Roody Roodboy a aussi interprété « Blok Pam », une musique qui fait l’éloge de certaines pratiques cruelles encore et toujours dans les quartiers populaires, qui veulent qu’on puisse tuer une personne et abandonner son cadavre dans des couloirs (cela ne vous rappelle pas quelqu’un ?). Il continue pour vanter que dans son quartier on peut vous lyncher et se nourrir de votre chair, à peu près des scènes d’horreur qu’on vit assez souvent ces derniers temps dans le pays.

Il y a d’autres titres tels « Pow Pow » notamment sponsorisé par la Mairie de Delmas, « Mete Zam Anlè », « Yon Ganster » tous trois de S.A.L en collaboration avec Izolan, on peut aussi citer « Dechaje » de Fantom qui vend la possession d’une arme comme une finalité sociale.

Capture d’écran videoclip «Pow Pow » de SAL

Mais ces types de produits et de tendances si prisés dans la sphère musicale du Rap en Haïti tendent à disparaître avec la prolifération des  réels groupes armés qui quelque part ont reçu le support moral des rappeurs en guise de récompense à ce qu’ils sont devenus dans la société, ou à ce que la société a voulu qu’ils soient devenus. Mais cette appréciation ne va pas en sens unique, en signe de reconnaissance pour ces musiques, certains bandits notoires ont même emprunté le nom de certaines vedettes du Rap haïtien tout comme le rap américain.

Si la loi ne réprime pas les messages violents à cause de la liberté d’expression, la société par contre est restée indifférente en laissant les plus jeunes se livrer à cette envie de reproduire cette violence jusqu’à s’identifier aux pires menaces de la société d’aujourd’hui, les gangs armés, presqu’exemple de réussite sociale puisqu’ils font de l’argent facile et ils sont craints !

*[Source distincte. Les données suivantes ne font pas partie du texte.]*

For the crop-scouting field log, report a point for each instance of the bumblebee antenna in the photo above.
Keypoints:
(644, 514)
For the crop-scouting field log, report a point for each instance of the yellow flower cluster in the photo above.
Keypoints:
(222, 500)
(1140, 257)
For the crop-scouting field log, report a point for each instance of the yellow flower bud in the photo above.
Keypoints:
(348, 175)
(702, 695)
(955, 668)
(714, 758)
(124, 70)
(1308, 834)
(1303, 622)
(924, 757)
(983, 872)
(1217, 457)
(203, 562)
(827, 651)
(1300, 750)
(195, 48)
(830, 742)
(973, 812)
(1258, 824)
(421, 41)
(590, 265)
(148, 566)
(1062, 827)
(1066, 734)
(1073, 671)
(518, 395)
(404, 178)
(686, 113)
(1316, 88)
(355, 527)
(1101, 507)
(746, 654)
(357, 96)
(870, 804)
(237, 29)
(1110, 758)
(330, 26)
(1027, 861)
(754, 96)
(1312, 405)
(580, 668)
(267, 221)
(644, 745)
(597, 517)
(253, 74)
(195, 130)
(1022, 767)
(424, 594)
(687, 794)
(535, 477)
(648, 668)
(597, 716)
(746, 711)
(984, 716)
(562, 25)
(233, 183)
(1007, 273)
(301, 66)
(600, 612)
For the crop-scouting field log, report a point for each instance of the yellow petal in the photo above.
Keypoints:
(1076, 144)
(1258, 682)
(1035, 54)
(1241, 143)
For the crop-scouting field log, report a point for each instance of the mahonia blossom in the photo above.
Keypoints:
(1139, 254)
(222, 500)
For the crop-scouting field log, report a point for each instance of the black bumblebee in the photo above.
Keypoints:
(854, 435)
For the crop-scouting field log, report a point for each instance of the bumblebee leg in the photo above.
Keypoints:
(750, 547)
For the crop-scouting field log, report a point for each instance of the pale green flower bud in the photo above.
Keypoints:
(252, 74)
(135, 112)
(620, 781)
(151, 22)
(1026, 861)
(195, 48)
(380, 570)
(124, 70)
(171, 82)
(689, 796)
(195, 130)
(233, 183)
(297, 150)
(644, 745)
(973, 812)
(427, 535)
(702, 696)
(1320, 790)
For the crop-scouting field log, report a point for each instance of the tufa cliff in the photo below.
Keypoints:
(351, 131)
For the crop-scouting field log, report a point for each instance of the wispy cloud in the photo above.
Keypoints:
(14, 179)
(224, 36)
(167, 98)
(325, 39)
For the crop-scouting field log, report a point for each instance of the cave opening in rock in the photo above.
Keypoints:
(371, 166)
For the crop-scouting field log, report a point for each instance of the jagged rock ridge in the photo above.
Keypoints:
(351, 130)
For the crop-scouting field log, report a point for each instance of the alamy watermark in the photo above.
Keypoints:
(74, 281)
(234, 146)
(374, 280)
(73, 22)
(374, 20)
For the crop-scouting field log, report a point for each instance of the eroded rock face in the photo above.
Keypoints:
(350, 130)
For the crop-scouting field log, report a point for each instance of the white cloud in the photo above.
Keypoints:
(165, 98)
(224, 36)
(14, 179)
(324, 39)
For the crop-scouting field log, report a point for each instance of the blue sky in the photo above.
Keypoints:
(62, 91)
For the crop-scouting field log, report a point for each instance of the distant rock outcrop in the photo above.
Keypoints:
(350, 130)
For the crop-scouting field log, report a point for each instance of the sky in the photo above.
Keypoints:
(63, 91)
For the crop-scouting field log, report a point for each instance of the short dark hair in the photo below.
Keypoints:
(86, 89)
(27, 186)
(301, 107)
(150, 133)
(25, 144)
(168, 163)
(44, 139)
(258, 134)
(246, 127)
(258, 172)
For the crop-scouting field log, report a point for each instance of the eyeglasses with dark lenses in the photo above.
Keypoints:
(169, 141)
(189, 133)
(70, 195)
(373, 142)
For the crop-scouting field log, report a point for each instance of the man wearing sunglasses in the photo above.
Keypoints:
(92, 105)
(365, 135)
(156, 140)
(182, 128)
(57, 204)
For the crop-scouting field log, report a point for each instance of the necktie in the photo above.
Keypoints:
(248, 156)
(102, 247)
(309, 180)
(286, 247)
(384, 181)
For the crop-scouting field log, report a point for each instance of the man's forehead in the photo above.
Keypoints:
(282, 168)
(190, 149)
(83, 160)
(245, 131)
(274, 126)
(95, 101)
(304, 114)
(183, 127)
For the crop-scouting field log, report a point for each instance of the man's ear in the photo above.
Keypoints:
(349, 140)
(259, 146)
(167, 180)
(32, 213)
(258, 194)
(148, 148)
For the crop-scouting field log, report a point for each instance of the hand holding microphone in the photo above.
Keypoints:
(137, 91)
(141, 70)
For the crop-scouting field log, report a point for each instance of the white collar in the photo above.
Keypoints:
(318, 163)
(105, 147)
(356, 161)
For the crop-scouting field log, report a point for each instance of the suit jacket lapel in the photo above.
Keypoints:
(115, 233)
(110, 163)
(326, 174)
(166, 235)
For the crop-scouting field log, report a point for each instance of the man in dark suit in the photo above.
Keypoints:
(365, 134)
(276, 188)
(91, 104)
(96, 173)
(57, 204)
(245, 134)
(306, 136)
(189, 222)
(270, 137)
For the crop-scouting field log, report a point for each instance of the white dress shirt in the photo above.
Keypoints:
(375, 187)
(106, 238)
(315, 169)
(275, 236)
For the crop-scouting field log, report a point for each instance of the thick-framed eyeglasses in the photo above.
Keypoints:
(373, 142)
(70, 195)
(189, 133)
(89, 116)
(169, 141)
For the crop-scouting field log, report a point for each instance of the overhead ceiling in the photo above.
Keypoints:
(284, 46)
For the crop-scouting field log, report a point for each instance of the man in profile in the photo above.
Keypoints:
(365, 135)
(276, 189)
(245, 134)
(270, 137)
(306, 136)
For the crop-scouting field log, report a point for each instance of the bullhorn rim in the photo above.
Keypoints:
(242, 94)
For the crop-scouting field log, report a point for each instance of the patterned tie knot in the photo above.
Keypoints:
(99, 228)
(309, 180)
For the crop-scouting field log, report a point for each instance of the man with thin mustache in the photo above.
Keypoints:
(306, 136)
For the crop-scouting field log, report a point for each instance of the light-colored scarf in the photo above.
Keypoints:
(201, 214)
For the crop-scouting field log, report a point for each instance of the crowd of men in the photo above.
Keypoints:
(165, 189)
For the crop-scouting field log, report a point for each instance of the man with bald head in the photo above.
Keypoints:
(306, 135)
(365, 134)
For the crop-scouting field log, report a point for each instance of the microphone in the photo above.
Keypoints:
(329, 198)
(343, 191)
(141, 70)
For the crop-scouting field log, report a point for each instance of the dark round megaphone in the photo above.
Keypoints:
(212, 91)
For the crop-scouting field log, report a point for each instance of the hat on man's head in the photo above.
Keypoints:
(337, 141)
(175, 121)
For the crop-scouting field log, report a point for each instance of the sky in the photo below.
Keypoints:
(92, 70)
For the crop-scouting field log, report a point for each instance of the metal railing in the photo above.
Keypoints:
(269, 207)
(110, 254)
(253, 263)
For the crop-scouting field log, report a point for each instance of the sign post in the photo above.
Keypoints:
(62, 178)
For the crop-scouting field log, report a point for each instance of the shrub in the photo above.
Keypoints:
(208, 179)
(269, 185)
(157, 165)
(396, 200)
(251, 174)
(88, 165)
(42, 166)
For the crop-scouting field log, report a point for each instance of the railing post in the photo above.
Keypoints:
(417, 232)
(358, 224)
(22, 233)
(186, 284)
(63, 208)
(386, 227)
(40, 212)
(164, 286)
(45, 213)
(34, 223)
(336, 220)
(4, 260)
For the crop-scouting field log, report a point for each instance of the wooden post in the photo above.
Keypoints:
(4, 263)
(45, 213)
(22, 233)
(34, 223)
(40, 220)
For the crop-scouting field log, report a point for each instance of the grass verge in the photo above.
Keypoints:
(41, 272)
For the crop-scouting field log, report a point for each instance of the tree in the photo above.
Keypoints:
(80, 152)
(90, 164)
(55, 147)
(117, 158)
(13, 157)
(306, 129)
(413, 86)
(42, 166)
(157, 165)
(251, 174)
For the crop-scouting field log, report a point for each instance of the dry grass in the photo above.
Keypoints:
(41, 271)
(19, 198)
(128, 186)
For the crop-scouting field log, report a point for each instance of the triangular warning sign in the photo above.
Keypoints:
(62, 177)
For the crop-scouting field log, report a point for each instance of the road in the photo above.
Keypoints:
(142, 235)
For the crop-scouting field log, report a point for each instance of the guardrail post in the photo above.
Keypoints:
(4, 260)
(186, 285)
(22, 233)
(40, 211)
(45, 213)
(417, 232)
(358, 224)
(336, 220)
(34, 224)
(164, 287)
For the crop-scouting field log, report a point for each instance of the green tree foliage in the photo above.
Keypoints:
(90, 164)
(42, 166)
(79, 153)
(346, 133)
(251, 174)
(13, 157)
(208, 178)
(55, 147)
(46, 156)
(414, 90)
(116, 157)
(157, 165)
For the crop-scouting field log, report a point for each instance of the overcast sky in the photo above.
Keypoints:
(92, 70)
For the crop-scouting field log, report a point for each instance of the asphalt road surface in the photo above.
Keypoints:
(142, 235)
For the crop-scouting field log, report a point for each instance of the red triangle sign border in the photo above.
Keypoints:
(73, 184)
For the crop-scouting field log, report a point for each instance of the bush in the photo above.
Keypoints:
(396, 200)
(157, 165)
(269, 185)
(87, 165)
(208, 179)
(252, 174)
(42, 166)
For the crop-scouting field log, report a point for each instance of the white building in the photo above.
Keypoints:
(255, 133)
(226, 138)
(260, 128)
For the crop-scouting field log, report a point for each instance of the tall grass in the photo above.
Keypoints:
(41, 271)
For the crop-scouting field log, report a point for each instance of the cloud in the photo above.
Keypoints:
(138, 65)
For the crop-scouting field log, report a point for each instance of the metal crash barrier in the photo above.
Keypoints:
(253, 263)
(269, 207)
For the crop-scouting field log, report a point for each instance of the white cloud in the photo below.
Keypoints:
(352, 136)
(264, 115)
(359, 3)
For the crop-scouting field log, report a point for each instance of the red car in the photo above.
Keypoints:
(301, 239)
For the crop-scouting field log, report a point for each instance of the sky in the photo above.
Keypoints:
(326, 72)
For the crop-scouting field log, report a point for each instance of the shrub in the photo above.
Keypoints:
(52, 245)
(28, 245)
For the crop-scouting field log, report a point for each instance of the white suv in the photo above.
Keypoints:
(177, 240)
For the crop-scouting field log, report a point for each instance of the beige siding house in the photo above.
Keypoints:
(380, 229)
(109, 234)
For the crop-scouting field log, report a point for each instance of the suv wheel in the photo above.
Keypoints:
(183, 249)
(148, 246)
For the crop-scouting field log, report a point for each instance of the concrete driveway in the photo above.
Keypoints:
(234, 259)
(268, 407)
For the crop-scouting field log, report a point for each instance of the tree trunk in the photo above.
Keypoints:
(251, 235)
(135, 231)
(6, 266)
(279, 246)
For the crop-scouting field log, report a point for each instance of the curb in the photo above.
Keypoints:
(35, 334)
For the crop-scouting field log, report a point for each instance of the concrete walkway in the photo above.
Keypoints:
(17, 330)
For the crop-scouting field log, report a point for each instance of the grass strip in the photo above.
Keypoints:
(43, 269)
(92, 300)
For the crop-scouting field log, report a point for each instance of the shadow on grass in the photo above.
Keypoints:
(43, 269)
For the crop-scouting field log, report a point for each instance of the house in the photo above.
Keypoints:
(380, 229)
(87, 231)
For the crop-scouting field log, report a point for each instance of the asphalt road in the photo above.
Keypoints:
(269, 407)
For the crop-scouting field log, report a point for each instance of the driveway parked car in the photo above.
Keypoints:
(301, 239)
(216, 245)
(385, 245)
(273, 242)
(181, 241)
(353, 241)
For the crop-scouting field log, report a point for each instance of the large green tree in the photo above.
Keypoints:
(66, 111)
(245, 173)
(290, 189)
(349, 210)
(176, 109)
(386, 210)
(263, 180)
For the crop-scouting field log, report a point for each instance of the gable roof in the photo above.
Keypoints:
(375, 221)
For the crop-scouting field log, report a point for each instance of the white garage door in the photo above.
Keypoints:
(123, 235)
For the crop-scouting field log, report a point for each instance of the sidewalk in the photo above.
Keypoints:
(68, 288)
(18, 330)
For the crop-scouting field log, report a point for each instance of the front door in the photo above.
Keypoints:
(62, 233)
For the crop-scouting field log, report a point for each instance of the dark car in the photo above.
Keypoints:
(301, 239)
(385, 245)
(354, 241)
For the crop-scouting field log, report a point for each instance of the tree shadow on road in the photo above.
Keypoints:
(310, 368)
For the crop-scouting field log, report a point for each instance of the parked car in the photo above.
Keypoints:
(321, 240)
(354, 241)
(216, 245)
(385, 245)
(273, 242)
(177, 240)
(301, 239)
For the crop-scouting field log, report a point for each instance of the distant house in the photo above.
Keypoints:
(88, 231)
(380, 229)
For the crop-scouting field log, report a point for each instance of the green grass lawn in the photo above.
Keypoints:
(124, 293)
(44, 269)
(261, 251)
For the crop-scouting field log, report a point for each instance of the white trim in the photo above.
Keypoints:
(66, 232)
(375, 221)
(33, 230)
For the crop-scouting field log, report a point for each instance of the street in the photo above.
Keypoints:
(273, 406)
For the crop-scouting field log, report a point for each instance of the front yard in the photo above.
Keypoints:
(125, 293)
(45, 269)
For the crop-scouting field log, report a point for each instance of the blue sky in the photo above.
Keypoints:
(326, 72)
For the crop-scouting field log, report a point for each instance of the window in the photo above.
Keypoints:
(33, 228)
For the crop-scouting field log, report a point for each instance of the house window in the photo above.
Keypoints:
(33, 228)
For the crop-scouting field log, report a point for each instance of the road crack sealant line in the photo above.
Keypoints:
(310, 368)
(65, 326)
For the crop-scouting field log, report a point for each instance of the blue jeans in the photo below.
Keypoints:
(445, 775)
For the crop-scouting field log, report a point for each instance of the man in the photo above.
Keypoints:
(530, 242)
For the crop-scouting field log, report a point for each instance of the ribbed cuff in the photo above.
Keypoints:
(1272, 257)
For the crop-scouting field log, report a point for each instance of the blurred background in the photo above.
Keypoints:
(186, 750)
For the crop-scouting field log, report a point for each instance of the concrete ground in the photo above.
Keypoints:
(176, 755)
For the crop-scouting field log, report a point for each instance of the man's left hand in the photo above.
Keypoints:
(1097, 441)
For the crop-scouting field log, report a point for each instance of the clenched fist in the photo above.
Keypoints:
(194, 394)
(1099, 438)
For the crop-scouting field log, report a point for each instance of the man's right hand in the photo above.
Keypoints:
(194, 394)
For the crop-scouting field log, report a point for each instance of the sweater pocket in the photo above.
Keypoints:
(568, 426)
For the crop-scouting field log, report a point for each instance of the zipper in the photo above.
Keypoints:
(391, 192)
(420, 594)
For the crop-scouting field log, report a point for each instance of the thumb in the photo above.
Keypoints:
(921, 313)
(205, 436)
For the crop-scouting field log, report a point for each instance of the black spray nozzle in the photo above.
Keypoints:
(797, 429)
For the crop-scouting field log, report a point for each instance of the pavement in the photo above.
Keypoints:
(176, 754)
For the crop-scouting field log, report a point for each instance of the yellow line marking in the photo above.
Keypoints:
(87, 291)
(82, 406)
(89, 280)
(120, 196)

Il faut quand même souligner que si nous sommes quelque peu surpris par la tournure de la situation de l’insécurité dans le pays aujourd’hui, la plupart des rappeurs haïtiens ont quand même fait tout leur possible pour nous habituer à ce cauchemar à travers la violence, le mépris pour la vie humaine et pour la loi qu’ils affichent avec satisfaction dans leurs musiques et leurs vidéoclip. Il faut aussi noter qu’aucun quartier résidentiel ne figure dans ces types de vidéo, faut-il croire que ces artistes qui se font auxiliaires des gangs armés ont sciemment vendu la violence armée aux quartiers populaires ?

A ceux qui auront la brillante idée pour soutenir que ces artistes ne faisaient que peindre la réalité des quartiers populaires, merci de prendre le temps d’établir la différence entre peindre une réalité et s’identifier à cette réalité pour la mettre en valeur.